It might have been in 1980 when Manfred Eicher – the founder and producer of the record company ECM – drove his car from Stuttgart to Zürich and suddenly heard something so amazing from the radio, that he just had to stop the car and listen on. Only later did he find out that the music broadcasted by Radio Yerevan was the piece called Tabula rasa, a double concerto from 1977 by Estonian composer Arvo Pärt. According to Eicher, he had never heard something like this before, and immediately he had an idea that this is the kind of music he wanted to record and release.
And so it happened. In 1984, ECM released the CD Tabula rasa, the first fruit of Manfred Eicher’s cooperation with Arvo Pärt, which changed everything. It was this CD that brought Pärt’s music to such a wide audience all over the world for the first time. And it was this CD that launched a whole new label of ECM recordings – ECM New Series – under which the most important all-Pärt albums and many of his first recordings have been released.

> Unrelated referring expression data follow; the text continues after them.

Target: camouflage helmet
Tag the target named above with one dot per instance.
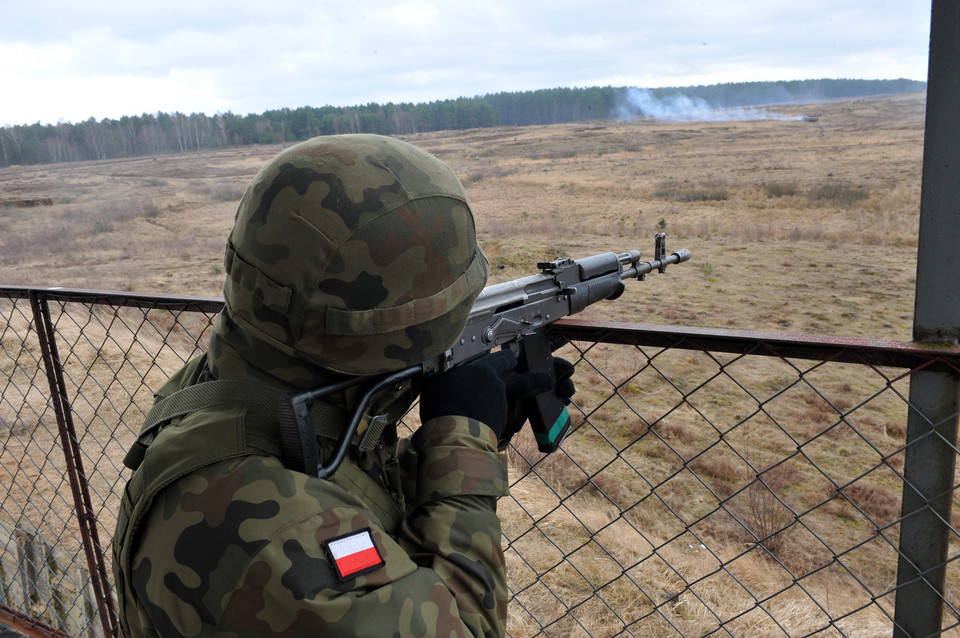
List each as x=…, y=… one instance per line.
x=357, y=253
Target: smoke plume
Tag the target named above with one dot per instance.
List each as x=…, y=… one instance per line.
x=642, y=103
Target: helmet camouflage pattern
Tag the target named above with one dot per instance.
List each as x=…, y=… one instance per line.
x=357, y=253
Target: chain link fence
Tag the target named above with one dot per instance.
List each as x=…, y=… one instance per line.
x=716, y=482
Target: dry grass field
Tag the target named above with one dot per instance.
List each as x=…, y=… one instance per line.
x=794, y=226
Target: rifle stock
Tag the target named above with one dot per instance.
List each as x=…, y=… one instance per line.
x=512, y=314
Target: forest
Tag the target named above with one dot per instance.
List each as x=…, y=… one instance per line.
x=159, y=133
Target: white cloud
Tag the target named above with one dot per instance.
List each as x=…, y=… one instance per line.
x=105, y=58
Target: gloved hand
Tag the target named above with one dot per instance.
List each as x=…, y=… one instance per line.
x=517, y=412
x=491, y=391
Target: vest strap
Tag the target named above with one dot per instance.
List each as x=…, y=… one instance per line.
x=300, y=450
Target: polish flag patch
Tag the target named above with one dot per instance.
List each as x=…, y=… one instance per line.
x=354, y=553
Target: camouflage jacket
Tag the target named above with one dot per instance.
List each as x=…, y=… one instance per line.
x=217, y=537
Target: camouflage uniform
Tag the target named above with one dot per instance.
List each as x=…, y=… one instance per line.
x=349, y=255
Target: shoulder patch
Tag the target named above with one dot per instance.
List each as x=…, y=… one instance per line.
x=354, y=553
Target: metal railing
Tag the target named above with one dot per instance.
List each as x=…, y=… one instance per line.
x=716, y=482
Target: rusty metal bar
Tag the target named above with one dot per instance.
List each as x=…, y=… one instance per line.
x=873, y=352
x=74, y=462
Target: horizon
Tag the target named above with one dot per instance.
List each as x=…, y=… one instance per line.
x=696, y=104
x=106, y=58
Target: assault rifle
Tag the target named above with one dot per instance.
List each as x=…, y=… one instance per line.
x=513, y=314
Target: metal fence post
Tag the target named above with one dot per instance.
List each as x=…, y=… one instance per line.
x=932, y=422
x=73, y=458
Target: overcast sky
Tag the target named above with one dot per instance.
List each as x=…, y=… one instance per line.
x=70, y=61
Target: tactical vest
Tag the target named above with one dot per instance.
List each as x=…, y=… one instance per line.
x=228, y=419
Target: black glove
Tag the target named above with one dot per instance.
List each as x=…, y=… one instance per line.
x=517, y=409
x=491, y=391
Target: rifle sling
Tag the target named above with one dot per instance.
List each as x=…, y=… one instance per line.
x=328, y=420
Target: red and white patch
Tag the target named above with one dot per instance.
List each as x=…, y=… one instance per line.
x=353, y=554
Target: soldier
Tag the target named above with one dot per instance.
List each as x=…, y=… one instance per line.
x=349, y=255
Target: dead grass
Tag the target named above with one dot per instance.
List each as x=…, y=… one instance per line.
x=794, y=226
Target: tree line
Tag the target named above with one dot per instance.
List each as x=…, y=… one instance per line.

Since then, Pärt’s music has gained the love of a vast and surprisingly diverse audience, the music critics among them, outweighing by far the usual expectations to the popularity of classical music. His legacy has not only changed the course of contemporary classical music, but also left its footprints into the pop culture in a broader sense. His works have found their way into many films, choreographies, art and theatre projects, and they echo from the music of many pop artists as well.